Clinical and Endoscopic Findings
Due to the slow growth and the high vascularization of the tumor, unilateral nasal obstruction and epistaxis are the most frequent presenting complaints (DuLGuerov et al. 2001). Additional signs and symptoms are usually suggestive for an advanced-stage tumor. Olfactory neuroblastoma may also produce vasopressin, thus causing the syndrome of inappropriate antidiuretic hormone secretion (Osterman et al. 1986; Ahwal et al. 1994), characterized by hyponatremia without edema and increased urinary sodium loss (Vasan et al. 2004).

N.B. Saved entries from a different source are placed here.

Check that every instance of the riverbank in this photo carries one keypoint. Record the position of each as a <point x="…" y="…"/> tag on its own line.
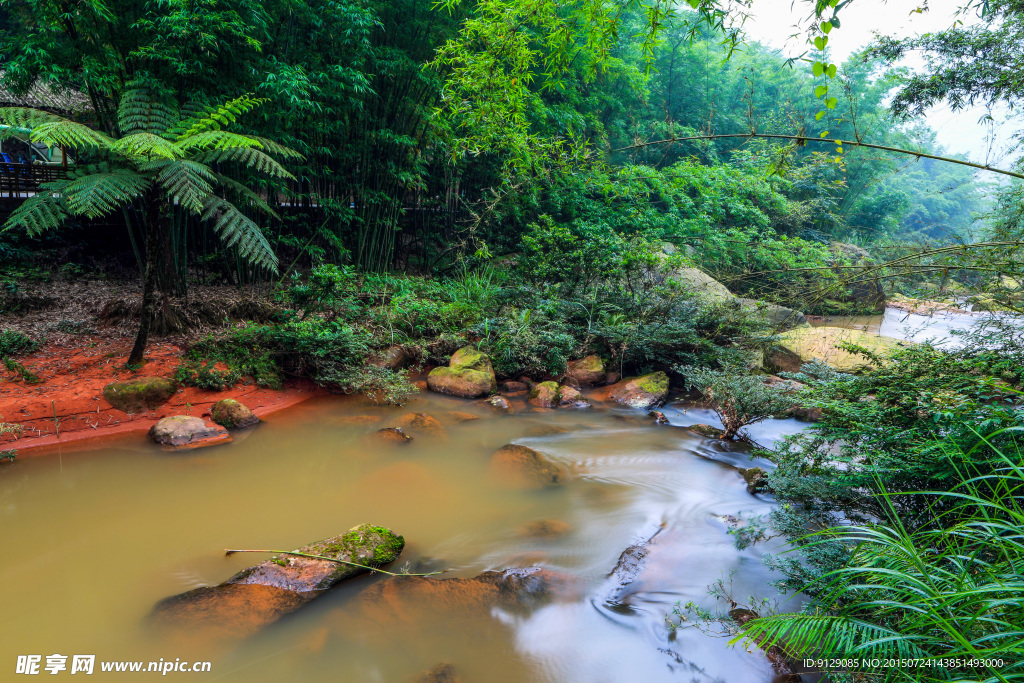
<point x="67" y="404"/>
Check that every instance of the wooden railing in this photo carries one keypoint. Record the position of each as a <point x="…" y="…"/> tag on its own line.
<point x="18" y="181"/>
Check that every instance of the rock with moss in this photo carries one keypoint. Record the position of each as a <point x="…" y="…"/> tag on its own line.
<point x="587" y="372"/>
<point x="184" y="431"/>
<point x="524" y="466"/>
<point x="756" y="479"/>
<point x="469" y="375"/>
<point x="262" y="594"/>
<point x="824" y="344"/>
<point x="232" y="415"/>
<point x="544" y="394"/>
<point x="140" y="394"/>
<point x="352" y="553"/>
<point x="646" y="392"/>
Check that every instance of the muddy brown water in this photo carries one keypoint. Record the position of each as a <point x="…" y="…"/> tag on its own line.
<point x="95" y="538"/>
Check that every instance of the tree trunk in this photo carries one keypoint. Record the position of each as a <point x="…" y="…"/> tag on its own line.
<point x="154" y="252"/>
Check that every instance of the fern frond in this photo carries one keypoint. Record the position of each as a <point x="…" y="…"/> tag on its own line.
<point x="51" y="129"/>
<point x="251" y="198"/>
<point x="186" y="181"/>
<point x="276" y="148"/>
<point x="43" y="211"/>
<point x="138" y="112"/>
<point x="216" y="139"/>
<point x="250" y="158"/>
<point x="810" y="635"/>
<point x="220" y="117"/>
<point x="145" y="145"/>
<point x="237" y="229"/>
<point x="100" y="194"/>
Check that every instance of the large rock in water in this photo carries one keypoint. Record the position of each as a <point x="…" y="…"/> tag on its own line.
<point x="644" y="392"/>
<point x="183" y="431"/>
<point x="807" y="344"/>
<point x="262" y="594"/>
<point x="469" y="375"/>
<point x="140" y="394"/>
<point x="522" y="465"/>
<point x="232" y="415"/>
<point x="587" y="372"/>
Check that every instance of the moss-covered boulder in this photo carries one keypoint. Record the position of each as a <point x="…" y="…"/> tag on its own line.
<point x="806" y="344"/>
<point x="756" y="479"/>
<point x="544" y="394"/>
<point x="469" y="375"/>
<point x="524" y="466"/>
<point x="644" y="392"/>
<point x="140" y="394"/>
<point x="184" y="431"/>
<point x="232" y="415"/>
<point x="587" y="372"/>
<point x="262" y="594"/>
<point x="366" y="545"/>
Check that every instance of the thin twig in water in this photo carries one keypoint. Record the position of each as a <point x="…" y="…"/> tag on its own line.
<point x="332" y="559"/>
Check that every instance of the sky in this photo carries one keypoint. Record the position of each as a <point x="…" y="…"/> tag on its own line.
<point x="774" y="22"/>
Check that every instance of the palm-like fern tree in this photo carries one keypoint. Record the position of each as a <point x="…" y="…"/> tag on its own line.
<point x="160" y="157"/>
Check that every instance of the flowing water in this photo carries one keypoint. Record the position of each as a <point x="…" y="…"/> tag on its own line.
<point x="95" y="537"/>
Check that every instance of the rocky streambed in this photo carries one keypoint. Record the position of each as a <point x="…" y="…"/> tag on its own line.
<point x="529" y="507"/>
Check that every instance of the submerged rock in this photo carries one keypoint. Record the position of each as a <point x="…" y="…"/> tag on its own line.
<point x="262" y="594"/>
<point x="469" y="375"/>
<point x="544" y="528"/>
<point x="421" y="423"/>
<point x="140" y="394"/>
<point x="525" y="466"/>
<point x="587" y="372"/>
<point x="500" y="403"/>
<point x="231" y="415"/>
<point x="183" y="431"/>
<point x="756" y="479"/>
<point x="806" y="344"/>
<point x="706" y="430"/>
<point x="643" y="392"/>
<point x="392" y="435"/>
<point x="442" y="673"/>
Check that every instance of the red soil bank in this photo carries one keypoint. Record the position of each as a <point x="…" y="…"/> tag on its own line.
<point x="68" y="402"/>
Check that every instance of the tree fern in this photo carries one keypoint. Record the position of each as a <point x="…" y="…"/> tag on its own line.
<point x="99" y="194"/>
<point x="237" y="229"/>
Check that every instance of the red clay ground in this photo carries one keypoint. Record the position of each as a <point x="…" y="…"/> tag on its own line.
<point x="68" y="404"/>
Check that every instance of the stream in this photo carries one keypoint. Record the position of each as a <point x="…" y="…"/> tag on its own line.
<point x="96" y="537"/>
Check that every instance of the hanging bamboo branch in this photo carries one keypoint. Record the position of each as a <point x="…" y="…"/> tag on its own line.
<point x="801" y="140"/>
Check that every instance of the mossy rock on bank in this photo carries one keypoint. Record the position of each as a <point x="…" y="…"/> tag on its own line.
<point x="523" y="465"/>
<point x="184" y="431"/>
<point x="469" y="375"/>
<point x="587" y="372"/>
<point x="366" y="545"/>
<point x="140" y="394"/>
<point x="232" y="415"/>
<point x="806" y="344"/>
<point x="644" y="392"/>
<point x="262" y="594"/>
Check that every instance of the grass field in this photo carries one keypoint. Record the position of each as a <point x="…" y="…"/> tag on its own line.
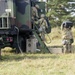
<point x="39" y="64"/>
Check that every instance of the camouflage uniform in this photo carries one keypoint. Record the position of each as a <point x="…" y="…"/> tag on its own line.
<point x="66" y="39"/>
<point x="35" y="12"/>
<point x="43" y="24"/>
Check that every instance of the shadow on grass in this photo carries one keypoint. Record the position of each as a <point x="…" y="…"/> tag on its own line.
<point x="19" y="57"/>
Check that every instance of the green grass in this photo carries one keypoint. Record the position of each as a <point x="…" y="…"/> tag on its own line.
<point x="39" y="64"/>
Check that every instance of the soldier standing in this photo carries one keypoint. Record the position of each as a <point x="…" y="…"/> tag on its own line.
<point x="67" y="36"/>
<point x="35" y="13"/>
<point x="43" y="25"/>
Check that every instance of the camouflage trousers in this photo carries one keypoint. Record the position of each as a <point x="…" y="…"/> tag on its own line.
<point x="67" y="47"/>
<point x="42" y="32"/>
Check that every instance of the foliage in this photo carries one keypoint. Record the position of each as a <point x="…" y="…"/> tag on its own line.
<point x="58" y="11"/>
<point x="38" y="64"/>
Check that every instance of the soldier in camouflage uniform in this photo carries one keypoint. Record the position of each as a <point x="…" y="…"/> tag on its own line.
<point x="35" y="13"/>
<point x="43" y="25"/>
<point x="67" y="39"/>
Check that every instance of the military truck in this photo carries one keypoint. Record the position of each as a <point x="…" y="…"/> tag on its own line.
<point x="15" y="22"/>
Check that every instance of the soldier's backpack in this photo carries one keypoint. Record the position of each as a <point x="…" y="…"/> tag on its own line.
<point x="48" y="30"/>
<point x="67" y="24"/>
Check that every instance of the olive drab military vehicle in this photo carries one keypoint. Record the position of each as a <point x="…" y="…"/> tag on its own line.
<point x="15" y="22"/>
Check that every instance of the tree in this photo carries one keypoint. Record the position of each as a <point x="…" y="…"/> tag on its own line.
<point x="58" y="11"/>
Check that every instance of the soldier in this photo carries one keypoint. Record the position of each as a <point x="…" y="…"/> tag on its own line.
<point x="43" y="25"/>
<point x="67" y="36"/>
<point x="35" y="13"/>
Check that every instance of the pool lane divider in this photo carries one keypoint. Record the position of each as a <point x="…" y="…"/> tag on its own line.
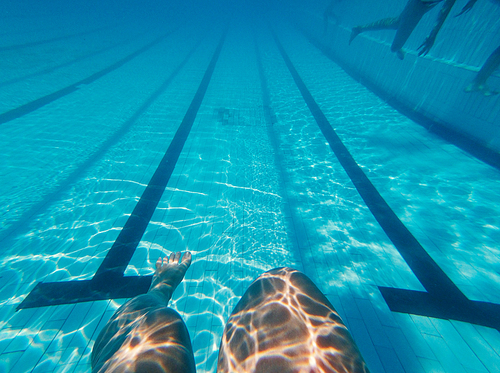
<point x="23" y="223"/>
<point x="51" y="97"/>
<point x="473" y="146"/>
<point x="443" y="298"/>
<point x="109" y="281"/>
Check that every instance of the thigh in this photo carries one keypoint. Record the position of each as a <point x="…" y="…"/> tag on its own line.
<point x="158" y="341"/>
<point x="284" y="323"/>
<point x="409" y="19"/>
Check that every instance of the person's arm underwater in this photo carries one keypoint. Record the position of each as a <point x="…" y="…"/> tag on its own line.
<point x="429" y="41"/>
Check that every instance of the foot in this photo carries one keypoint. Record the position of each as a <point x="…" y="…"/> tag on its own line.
<point x="169" y="273"/>
<point x="355" y="32"/>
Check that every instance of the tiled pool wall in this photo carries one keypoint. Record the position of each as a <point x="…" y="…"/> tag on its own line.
<point x="432" y="85"/>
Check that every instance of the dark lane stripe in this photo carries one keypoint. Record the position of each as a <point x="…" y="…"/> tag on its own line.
<point x="67" y="63"/>
<point x="295" y="227"/>
<point x="23" y="223"/>
<point x="475" y="147"/>
<point x="432" y="277"/>
<point x="443" y="299"/>
<point x="45" y="100"/>
<point x="109" y="281"/>
<point x="121" y="252"/>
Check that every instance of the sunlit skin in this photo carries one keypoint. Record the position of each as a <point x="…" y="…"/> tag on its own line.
<point x="144" y="335"/>
<point x="283" y="323"/>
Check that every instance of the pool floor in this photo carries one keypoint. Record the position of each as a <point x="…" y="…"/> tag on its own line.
<point x="267" y="174"/>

Palpable cervical nodes may be present at diagnosis. According to Levine et al. (1999), the rate of patients with nodal metastasis increases from 6% to 25% when the entire clinical history of patients is considered. These data are in keeping with those from Rinaldo et al. (2002a) and Ferlito et al. (2003), who extensively reviewed the literature and found an overall rate of lymph node metastases (synchronous and metachronous) from olfactory neuroblastoma of approximately 23%. At endoscopy, olfactory neuro-blastoma appears as a broad-based, highly vascularized mass, with polypoid appearance. It usually has an irregular, lobulated surface and a color varying from gray to red (Walch et al. 2000). Particularly in the early stages, the mass is typically confined to the olfactory cleft, but more advanced lesions frequently extend through the upper part of the nasal septum to involve both nasal fossae.